"Open?"
"I mean unlocked, not ajar. There was no one stirring in the lower floor. I wondered whether Hodgkins had come and the safe was opened. Then I went upstairs to the study."
"Your glove in your left hand?"
"As I remember it, yes. I forgot to mention the barking of the dog upstairs. When I got to the study door the barking was louder and the dog seemed to be pawing at the door inside. Smoke was streaming out through the keyhole and I could hear a loud crackling inside. I looked at my watch"—here Harry's delivery grew broken and he stuttered over the words—"I looked at my watch and saw that I had time to catch the 3:29. So I ran out the way I had come, slammed the door, knocked over some boys that were blocking up the alleyway, crossed Broad street and dove into the little passage called Marketman's row, which opens at the other end opposite the door of the depot.

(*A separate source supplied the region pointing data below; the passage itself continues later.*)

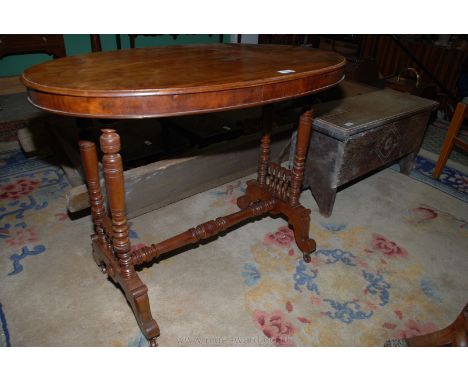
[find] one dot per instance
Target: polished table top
(174, 80)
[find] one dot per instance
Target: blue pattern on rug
(4, 334)
(25, 251)
(451, 181)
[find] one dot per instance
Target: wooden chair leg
(449, 139)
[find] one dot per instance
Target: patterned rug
(391, 262)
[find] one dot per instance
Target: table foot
(297, 216)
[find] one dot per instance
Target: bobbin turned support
(274, 181)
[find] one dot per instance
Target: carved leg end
(243, 202)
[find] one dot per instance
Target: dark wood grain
(140, 83)
(178, 79)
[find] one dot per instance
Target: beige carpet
(391, 263)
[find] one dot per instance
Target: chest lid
(353, 115)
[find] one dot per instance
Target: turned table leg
(91, 172)
(135, 291)
(284, 186)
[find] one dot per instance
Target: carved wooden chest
(356, 135)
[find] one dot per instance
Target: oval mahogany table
(176, 80)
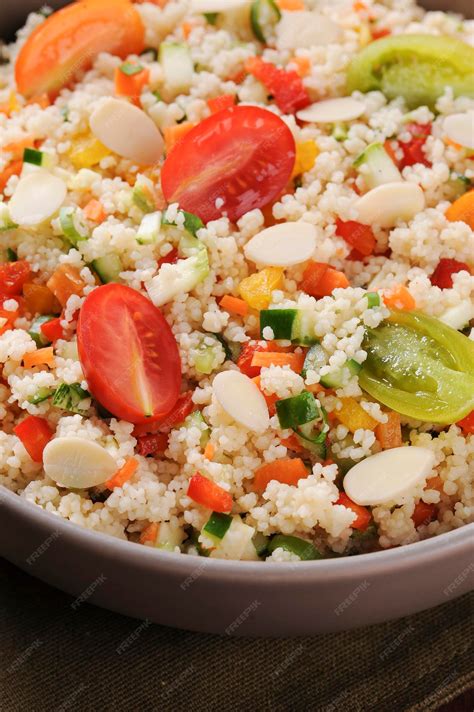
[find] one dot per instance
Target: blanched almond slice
(389, 203)
(460, 128)
(282, 245)
(388, 476)
(77, 463)
(304, 29)
(205, 6)
(330, 111)
(127, 130)
(37, 197)
(238, 395)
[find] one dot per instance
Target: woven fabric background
(55, 658)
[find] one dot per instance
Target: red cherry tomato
(243, 156)
(128, 354)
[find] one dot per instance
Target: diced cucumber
(68, 397)
(302, 548)
(178, 278)
(264, 16)
(217, 525)
(73, 225)
(41, 395)
(177, 65)
(315, 359)
(6, 223)
(339, 377)
(108, 268)
(149, 231)
(37, 158)
(376, 166)
(293, 324)
(36, 333)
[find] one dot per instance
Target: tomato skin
(128, 354)
(207, 493)
(243, 155)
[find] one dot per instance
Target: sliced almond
(331, 111)
(127, 130)
(305, 29)
(460, 129)
(389, 476)
(77, 463)
(390, 203)
(282, 245)
(37, 197)
(238, 395)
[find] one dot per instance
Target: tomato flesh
(128, 354)
(240, 158)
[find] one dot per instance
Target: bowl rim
(400, 557)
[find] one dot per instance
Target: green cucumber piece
(415, 67)
(376, 167)
(73, 225)
(302, 548)
(217, 525)
(264, 15)
(108, 268)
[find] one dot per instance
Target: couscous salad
(237, 291)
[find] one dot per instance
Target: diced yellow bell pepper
(306, 153)
(354, 417)
(88, 152)
(257, 289)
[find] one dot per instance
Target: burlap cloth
(55, 658)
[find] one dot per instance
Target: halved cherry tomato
(128, 354)
(207, 493)
(234, 161)
(70, 39)
(13, 276)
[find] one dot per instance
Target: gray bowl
(231, 597)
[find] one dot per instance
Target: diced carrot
(288, 472)
(41, 357)
(123, 475)
(399, 298)
(13, 169)
(462, 209)
(389, 434)
(39, 299)
(234, 305)
(149, 533)
(174, 134)
(302, 65)
(290, 5)
(131, 85)
(209, 451)
(423, 513)
(66, 281)
(271, 358)
(94, 211)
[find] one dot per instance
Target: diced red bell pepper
(358, 236)
(442, 277)
(152, 444)
(285, 86)
(413, 150)
(423, 513)
(224, 101)
(467, 424)
(52, 330)
(363, 514)
(35, 433)
(13, 276)
(207, 493)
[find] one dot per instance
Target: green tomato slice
(416, 67)
(420, 368)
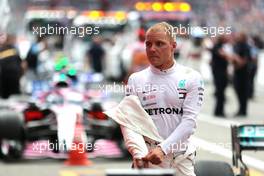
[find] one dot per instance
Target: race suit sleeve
(137, 149)
(191, 107)
(130, 87)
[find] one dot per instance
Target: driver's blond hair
(164, 27)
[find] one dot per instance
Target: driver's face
(159, 48)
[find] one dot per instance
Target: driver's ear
(174, 45)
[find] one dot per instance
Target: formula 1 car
(247, 137)
(52, 116)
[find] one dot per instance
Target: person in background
(255, 46)
(241, 61)
(219, 66)
(96, 55)
(10, 68)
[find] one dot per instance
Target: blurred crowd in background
(119, 49)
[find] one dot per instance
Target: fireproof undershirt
(173, 99)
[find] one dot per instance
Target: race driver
(172, 95)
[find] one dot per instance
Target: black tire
(213, 168)
(12, 129)
(11, 125)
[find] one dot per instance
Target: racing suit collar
(163, 72)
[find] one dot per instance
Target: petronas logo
(181, 84)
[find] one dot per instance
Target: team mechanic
(172, 95)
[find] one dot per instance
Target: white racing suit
(163, 112)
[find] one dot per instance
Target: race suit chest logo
(159, 111)
(182, 89)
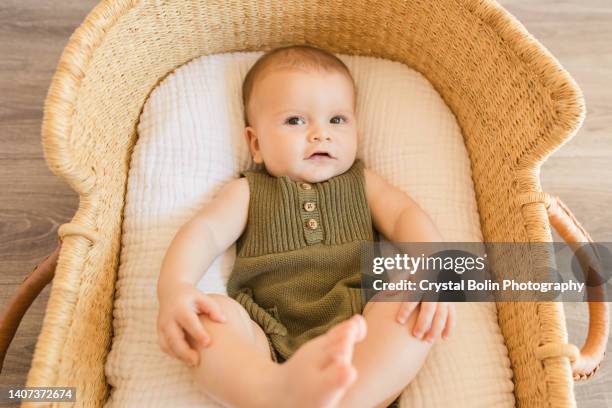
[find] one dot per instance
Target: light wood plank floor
(34, 202)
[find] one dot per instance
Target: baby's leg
(386, 360)
(238, 358)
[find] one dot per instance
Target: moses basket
(514, 103)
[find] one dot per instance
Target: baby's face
(303, 124)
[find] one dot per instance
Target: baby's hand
(178, 316)
(434, 318)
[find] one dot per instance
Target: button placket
(311, 222)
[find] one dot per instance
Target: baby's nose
(319, 135)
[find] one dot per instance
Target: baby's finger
(178, 344)
(191, 323)
(163, 344)
(438, 322)
(404, 311)
(424, 320)
(450, 322)
(210, 307)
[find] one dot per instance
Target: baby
(294, 331)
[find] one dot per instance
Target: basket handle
(587, 360)
(22, 299)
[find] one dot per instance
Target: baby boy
(293, 330)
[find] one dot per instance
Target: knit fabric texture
(297, 268)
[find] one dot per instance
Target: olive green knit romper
(297, 269)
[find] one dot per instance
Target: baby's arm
(215, 227)
(400, 219)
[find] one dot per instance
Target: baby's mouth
(320, 155)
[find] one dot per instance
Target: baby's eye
(292, 120)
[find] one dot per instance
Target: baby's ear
(253, 143)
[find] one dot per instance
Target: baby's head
(299, 111)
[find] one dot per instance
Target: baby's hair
(304, 57)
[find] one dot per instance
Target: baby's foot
(319, 373)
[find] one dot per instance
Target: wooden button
(309, 206)
(312, 223)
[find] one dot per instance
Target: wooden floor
(34, 202)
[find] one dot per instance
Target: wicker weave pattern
(514, 103)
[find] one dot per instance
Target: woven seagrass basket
(513, 101)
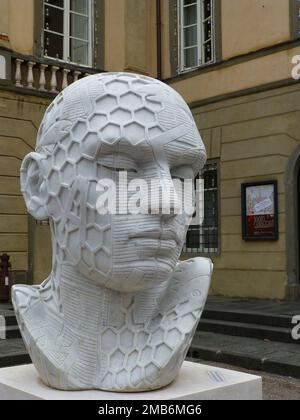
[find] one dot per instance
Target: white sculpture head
(95, 128)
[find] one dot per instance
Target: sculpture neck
(89, 308)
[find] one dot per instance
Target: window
(196, 33)
(205, 238)
(68, 30)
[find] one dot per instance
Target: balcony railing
(45, 75)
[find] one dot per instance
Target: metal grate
(205, 238)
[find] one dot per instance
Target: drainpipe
(158, 38)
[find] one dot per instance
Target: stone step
(13, 352)
(243, 329)
(249, 317)
(250, 353)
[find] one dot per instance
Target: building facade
(233, 63)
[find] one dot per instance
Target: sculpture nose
(162, 198)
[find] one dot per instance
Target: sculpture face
(131, 124)
(116, 313)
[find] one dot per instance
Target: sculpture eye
(118, 162)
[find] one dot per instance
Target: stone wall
(253, 136)
(20, 116)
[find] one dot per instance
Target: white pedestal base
(195, 382)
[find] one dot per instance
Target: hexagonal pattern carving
(100, 334)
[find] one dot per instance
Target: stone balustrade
(45, 76)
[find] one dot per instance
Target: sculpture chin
(101, 339)
(143, 274)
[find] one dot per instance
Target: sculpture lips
(163, 235)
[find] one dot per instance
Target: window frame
(66, 33)
(200, 35)
(193, 253)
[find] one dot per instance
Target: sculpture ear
(33, 185)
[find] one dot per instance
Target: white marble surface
(118, 310)
(195, 382)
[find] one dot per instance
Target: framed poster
(260, 211)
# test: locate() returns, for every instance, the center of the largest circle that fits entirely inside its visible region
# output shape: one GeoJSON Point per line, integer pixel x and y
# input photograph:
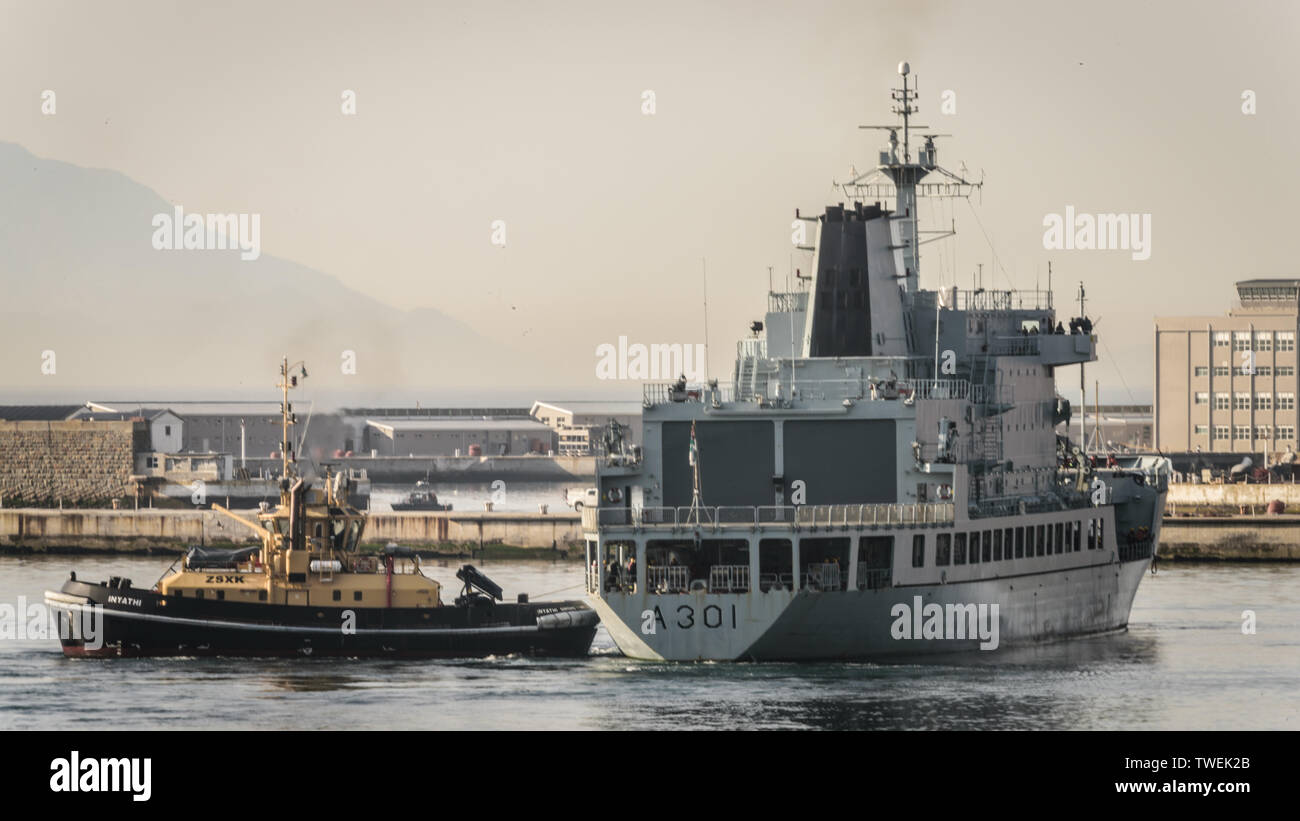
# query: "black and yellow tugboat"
{"type": "Point", "coordinates": [308, 590]}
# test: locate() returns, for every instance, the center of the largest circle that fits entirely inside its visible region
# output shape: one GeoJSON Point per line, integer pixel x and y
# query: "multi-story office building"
{"type": "Point", "coordinates": [1227, 383]}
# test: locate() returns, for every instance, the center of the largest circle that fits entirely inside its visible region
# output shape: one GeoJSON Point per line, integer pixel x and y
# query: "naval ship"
{"type": "Point", "coordinates": [882, 478]}
{"type": "Point", "coordinates": [306, 590]}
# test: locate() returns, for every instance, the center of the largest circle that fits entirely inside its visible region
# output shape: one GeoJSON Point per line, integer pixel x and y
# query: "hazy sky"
{"type": "Point", "coordinates": [532, 113]}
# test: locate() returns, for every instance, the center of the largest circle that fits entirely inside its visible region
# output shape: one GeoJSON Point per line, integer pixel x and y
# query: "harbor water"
{"type": "Point", "coordinates": [1184, 663]}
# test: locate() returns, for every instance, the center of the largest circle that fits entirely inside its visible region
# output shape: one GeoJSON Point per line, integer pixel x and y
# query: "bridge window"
{"type": "Point", "coordinates": [823, 563]}
{"type": "Point", "coordinates": [619, 565]}
{"type": "Point", "coordinates": [875, 561]}
{"type": "Point", "coordinates": [775, 564]}
{"type": "Point", "coordinates": [943, 550]}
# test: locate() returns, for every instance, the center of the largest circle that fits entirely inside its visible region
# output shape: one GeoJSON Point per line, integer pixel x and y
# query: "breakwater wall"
{"type": "Point", "coordinates": [1230, 538]}
{"type": "Point", "coordinates": [167, 530]}
{"type": "Point", "coordinates": [72, 463]}
{"type": "Point", "coordinates": [1187, 495]}
{"type": "Point", "coordinates": [460, 468]}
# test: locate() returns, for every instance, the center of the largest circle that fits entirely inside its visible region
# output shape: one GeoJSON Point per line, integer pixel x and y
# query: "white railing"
{"type": "Point", "coordinates": [668, 580]}
{"type": "Point", "coordinates": [822, 577]}
{"type": "Point", "coordinates": [770, 516]}
{"type": "Point", "coordinates": [872, 578]}
{"type": "Point", "coordinates": [728, 578]}
{"type": "Point", "coordinates": [755, 348]}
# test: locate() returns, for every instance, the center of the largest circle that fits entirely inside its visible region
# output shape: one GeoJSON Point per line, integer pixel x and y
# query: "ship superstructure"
{"type": "Point", "coordinates": [882, 477]}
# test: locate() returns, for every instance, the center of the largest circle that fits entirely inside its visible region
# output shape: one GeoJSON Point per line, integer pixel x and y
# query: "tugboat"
{"type": "Point", "coordinates": [421, 498]}
{"type": "Point", "coordinates": [307, 590]}
{"type": "Point", "coordinates": [880, 479]}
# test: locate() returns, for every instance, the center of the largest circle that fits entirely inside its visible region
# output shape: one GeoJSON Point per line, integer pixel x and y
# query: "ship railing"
{"type": "Point", "coordinates": [666, 392]}
{"type": "Point", "coordinates": [728, 578]}
{"type": "Point", "coordinates": [754, 348]}
{"type": "Point", "coordinates": [872, 578]}
{"type": "Point", "coordinates": [1004, 300]}
{"type": "Point", "coordinates": [1136, 550]}
{"type": "Point", "coordinates": [668, 580]}
{"type": "Point", "coordinates": [823, 577]}
{"type": "Point", "coordinates": [775, 581]}
{"type": "Point", "coordinates": [788, 300]}
{"type": "Point", "coordinates": [875, 515]}
{"type": "Point", "coordinates": [771, 516]}
{"type": "Point", "coordinates": [1014, 346]}
{"type": "Point", "coordinates": [947, 389]}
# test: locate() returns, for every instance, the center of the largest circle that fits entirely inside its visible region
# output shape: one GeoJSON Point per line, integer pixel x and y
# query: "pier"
{"type": "Point", "coordinates": [172, 531]}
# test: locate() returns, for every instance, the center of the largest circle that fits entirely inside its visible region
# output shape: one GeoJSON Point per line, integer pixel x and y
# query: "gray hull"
{"type": "Point", "coordinates": [862, 625]}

"The 3:29 train was just steaming out when I caught the last car. At Woodlawn I jumped off on the unused side of the station and crossed the meadows to my house. Dr. Whipple had just come and had been directed to my room. I doubt if even the servants knew of my departure and arrival."
There was a pause when Harry finished. He looked straight at Shagarach, flush-cheeked and ashamed, but with all the Arnold boldness.
"You have left out the vital part of your story," said the lawyer, when it appeared that the witness had nothing more to add. "Why did you fly from a stream of smoke issuing through a keyhole?"
"There were two reasons, shameful both of them, but I ask you to remember that I had recently risen from a fever and that I was greatly excited at the time. In the first place, the image of the safe in that study had haunted me for days."
"Although you have testified that you did not know you were disinherited. Is that another lie?"
"No, sir; it is the truth. I had absolutely no knowledge of the terms of my uncle's will."